On Tue 2016-09-06 02:42:24 -0400, Ramakrishnan Muthukrishnan wrote:
> I am doing this on a GNOME terminal within an X11 session (running
> GNOME3), but my gpg credentials are in another account on this machine. I type 'su -
> <account>' and am doing it inside that account.

hm, i understand why you want this kind of user account isolation.  I'll
call the account that runs the graphical session your "Main Account" and
i'll call the account that controls your keyring your "Keyring Account".

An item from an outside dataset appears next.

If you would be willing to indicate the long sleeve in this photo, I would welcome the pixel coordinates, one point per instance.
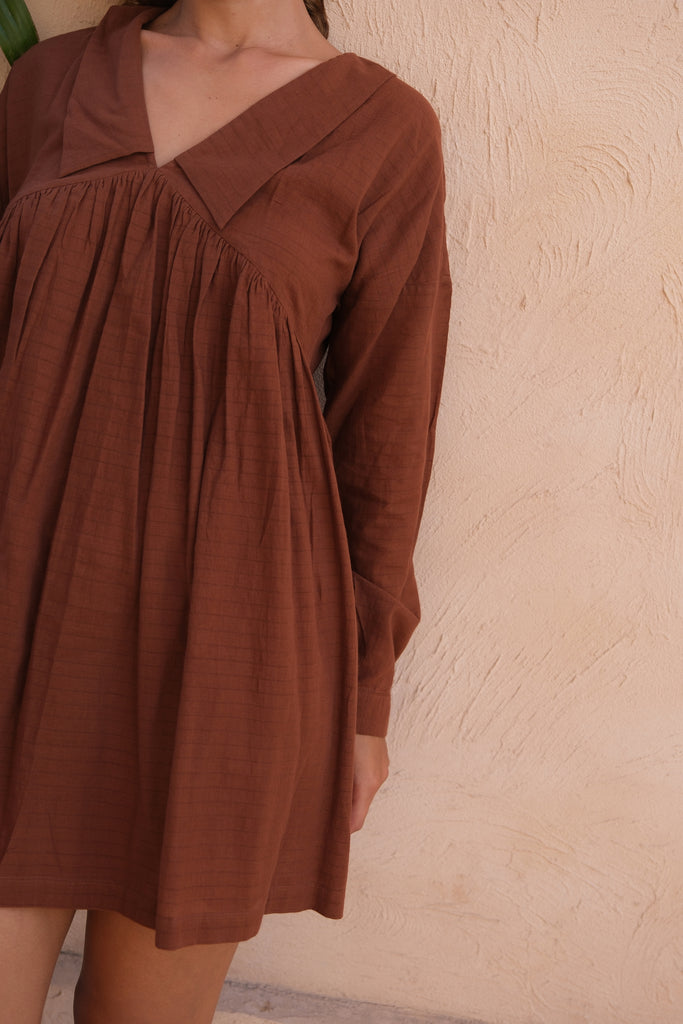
(383, 379)
(4, 186)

This is is an unusual setup, and might not be well-supported with the
particular configuration you're using.

Was your "grep pinentry ~/.gnupg/*.conf" done from within the Keyring
Account, or from the Main Account?

What if you put "pinentry-program /usr/bin/pinentry-curses" into
~/.gnupg/gpg-agent.conf in the Keyring Account, and from the Keyring
Account do:

    gpgconf --reload gpg-agent

and try again?  That will make you try to use pinentry-curses at least,
rather than trying to have the Keyring Account talk to your GNOME
session, which seems unlikely to work.

I'm concerned that this still won't work, though, because the TTY for
the Gnome Terminal is owned by the Main Account, but the Keyring Account
is what will try to talk to it.

If it still fails, what happens when you expand the permissions on your
terminal before doing an su ?  For example, if your Keyring Account is
named "keyring-account" and you have the acl package installed, you
might try a wrapper like this:

    #!/bin/sh
    setfacl -m u:keyring-account:rw $(tty)
    su - keyring-account
    setfacl -x u:keyring-account $(tty)

> I have also set the following in the .profile:
>
> GPG_TTY=$(tty)
> export GPG_TTY

I think this is in the Keyring Account's .profile -- is that right?
this makes me think you prefer to have the agent prompt the user on the
terminal, rather than through your graphical session, which is why i'm
proposing the above steps.

Can you try them out and report back if they work for you?